|Reviews for The Example|
| Icy Mike Molson chapter 1 . 6/7/2003
Actually, a good take on a different perspective of running aroujd and killing everything not controlled by another player character. Short, sweet, and to the point. I thought it was rather well done, both technically and morally. One or two grammatical oddities, one or two typos, but nothing else to complain about, really...
| Marchwriter chapter 1 . 5/7/2003
Don't listen to some of those tight asses. I loved your story. It was extremely well-written. Don't give up and please keep writing.
Unleash your imagination and free your soul.
| Young Lizard chapter 1 . 7/6/2001
"Mister Briner, your high school councelor needs serious talk with you young man." Did you hear that sort of thing a lot as a child? From the looks of this story you know first hand about the stealing of innocence. "...and when I slammed the limb into the back of his head, he fell into the water without a word."
Is this is an example to primitive serial rape in men?
"I hauled the bard up the stairs and
into my chamber. As I had hoped, Saimen was waiting for me, and was as equally surprised as the rest of the populace to see me
dragging the entertainment into my room. I set him down on the floor, and looked to Saimen. "There’s some rope in the chest by
my bed, fetch it for me."
Is this some sick fantasy?
"...give him a good poke in the back, I really don’t care how you do it, but I would appreciate it if you’d lay a blanket down
first, I don’t want such a mess covering my floor."

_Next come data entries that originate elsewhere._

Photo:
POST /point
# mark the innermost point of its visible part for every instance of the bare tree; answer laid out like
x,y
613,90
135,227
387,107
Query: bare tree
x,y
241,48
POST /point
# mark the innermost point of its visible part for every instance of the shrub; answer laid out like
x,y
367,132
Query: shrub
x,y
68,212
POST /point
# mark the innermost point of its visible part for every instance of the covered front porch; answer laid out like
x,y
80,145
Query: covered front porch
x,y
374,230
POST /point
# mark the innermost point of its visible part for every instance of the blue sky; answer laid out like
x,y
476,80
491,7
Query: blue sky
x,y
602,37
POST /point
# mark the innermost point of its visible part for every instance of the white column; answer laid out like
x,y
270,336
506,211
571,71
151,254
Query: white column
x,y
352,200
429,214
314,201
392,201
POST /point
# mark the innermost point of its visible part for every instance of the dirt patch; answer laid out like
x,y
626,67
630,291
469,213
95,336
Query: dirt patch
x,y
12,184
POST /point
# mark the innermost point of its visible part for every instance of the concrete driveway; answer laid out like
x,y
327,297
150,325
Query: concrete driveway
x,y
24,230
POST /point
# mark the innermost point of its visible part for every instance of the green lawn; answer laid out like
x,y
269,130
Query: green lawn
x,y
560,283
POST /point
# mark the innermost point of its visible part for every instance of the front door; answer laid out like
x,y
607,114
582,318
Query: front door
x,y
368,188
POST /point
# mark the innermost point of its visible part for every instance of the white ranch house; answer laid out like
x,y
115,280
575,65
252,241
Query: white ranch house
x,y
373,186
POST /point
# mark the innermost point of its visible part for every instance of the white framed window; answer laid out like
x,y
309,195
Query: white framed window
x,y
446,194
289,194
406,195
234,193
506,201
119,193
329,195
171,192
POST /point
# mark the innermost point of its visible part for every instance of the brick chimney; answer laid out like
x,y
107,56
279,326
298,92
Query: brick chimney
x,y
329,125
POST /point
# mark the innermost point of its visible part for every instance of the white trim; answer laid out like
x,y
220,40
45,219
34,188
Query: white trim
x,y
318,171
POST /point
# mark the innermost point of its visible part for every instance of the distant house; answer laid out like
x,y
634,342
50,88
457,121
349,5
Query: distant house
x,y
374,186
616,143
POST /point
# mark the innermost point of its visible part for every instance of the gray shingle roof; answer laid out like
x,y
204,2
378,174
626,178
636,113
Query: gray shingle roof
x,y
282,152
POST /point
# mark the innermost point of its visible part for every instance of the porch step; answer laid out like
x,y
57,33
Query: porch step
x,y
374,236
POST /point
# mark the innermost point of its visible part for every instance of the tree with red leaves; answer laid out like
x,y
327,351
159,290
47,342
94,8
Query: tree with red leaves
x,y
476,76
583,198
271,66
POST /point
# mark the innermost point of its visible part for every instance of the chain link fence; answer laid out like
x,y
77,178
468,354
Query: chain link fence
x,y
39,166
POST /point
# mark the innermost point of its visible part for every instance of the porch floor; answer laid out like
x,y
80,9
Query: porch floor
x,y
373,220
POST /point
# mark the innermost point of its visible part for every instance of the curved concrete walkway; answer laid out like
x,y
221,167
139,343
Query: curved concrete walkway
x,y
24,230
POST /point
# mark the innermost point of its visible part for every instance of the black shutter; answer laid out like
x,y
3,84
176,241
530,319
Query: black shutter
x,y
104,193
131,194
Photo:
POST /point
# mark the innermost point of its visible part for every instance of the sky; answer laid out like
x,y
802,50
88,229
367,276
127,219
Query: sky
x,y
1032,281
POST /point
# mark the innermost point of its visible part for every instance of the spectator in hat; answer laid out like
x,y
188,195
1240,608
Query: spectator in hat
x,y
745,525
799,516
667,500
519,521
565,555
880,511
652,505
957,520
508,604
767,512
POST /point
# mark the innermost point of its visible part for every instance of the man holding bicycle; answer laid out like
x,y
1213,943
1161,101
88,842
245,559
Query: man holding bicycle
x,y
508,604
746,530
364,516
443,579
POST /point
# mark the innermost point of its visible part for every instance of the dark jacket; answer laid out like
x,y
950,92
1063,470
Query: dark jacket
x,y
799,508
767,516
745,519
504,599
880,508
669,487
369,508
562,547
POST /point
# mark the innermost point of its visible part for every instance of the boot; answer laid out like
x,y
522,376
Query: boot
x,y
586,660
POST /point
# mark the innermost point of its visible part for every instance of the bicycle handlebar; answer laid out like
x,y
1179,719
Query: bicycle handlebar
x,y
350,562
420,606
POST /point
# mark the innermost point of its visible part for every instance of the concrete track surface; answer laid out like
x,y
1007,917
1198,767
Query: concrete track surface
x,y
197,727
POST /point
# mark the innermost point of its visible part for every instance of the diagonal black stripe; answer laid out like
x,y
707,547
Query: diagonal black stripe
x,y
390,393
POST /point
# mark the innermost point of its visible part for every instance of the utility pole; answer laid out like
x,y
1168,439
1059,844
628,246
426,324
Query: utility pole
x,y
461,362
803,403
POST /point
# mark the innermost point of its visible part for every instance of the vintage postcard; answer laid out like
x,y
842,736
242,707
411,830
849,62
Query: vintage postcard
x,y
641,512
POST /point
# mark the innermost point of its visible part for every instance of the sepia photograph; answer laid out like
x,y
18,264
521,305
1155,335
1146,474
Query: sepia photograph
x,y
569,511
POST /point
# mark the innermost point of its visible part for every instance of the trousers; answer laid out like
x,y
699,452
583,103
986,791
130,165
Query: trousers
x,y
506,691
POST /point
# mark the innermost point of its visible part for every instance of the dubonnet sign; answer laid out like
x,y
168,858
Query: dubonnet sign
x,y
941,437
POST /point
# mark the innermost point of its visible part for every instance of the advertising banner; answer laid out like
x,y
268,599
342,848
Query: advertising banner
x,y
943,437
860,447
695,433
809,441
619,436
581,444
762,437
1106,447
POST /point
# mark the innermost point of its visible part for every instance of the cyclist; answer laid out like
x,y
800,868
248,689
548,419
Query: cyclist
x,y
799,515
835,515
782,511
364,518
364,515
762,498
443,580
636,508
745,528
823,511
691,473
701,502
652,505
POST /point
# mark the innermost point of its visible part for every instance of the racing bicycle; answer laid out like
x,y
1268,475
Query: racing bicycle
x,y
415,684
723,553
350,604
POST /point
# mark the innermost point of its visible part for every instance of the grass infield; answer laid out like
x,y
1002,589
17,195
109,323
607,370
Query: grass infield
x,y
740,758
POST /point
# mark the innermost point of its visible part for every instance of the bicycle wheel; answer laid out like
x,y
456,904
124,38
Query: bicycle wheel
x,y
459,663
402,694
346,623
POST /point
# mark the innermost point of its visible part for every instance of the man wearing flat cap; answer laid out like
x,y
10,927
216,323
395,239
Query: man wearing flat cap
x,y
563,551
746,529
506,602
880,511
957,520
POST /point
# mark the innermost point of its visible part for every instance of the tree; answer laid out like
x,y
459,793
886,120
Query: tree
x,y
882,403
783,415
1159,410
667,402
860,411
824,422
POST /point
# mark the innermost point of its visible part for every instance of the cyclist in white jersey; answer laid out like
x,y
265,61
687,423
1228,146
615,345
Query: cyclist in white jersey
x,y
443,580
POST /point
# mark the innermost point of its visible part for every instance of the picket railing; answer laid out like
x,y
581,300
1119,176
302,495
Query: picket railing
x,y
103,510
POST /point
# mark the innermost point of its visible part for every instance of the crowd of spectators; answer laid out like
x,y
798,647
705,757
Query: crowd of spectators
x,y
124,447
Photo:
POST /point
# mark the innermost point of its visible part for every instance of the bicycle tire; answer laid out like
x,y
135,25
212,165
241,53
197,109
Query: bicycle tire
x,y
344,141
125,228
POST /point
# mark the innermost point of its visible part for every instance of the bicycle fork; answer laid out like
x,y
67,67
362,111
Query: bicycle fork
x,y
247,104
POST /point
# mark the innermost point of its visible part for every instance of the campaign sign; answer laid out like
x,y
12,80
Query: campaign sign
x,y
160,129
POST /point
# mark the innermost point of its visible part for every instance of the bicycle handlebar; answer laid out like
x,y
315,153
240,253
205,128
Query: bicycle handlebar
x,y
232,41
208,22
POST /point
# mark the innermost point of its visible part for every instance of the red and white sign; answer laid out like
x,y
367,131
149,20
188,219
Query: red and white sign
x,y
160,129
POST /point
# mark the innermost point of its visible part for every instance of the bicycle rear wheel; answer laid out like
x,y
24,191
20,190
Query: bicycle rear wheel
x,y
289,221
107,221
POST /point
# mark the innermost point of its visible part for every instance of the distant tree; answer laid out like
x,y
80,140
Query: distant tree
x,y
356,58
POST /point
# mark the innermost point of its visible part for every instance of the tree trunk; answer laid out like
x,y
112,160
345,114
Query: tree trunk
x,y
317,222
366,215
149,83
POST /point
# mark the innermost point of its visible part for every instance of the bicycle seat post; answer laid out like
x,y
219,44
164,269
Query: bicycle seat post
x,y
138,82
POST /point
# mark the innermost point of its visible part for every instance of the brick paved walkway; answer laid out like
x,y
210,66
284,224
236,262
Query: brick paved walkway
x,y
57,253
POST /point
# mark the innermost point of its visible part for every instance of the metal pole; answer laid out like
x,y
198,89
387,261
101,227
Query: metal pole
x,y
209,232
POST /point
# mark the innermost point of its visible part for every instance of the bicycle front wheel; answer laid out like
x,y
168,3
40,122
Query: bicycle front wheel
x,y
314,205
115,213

This is the works of Satan.
Please write more of your works so that I may compose a more complete file for the Child Protection Agency. They'll be watching you.
| Killrath Rocknose chapter 1 . 7/6/2001
He sighs, "Do I need to point out all the inconsistencies betwen your work and the Forgotten Realms canon? Or is this your interpretation of the Realms? How do you justify calling it fanfiction then!" The dwarf snarls and turns away, "This is poor writing. If there was a scoring system on this website, I would recommend that this be deleted from the database with or without your consent!" Suddenly, Killrath turns on the author and swiftly jabs him in the eye with the butt of his spear, and while his foe is dazed, impales him upon the shaft. "That should learn you, villain!"
| jon chapter 1 . 6/12/2001
you write exellent please finish it?
| Kai Raega chapter 1 . 5/30/2001
First person...done well. I have tried First PErson before, but could never do it like this. Long descriptive paragraphs, very little reliance on spoken dialogue, a knowledge of The Savage Frontier (That alone wins you a star in my book)...I'd say this is top notch. I have been humbled. Hope to see you write more.
| Mossy chapter 1 . 5/23/2001
| Devonin the Magician not signed cuz the login isn't working on this computer but it is me chapter 1 . 4/23/2001
Very well written, great introduction of the characters given how little space you had to do it. great plot idea, i loved it.
| Andromache chapter 1 . 4/10/2001
And now I have seen what another useless liberal arts education can do as well as mine. Nice work, dear blind seer.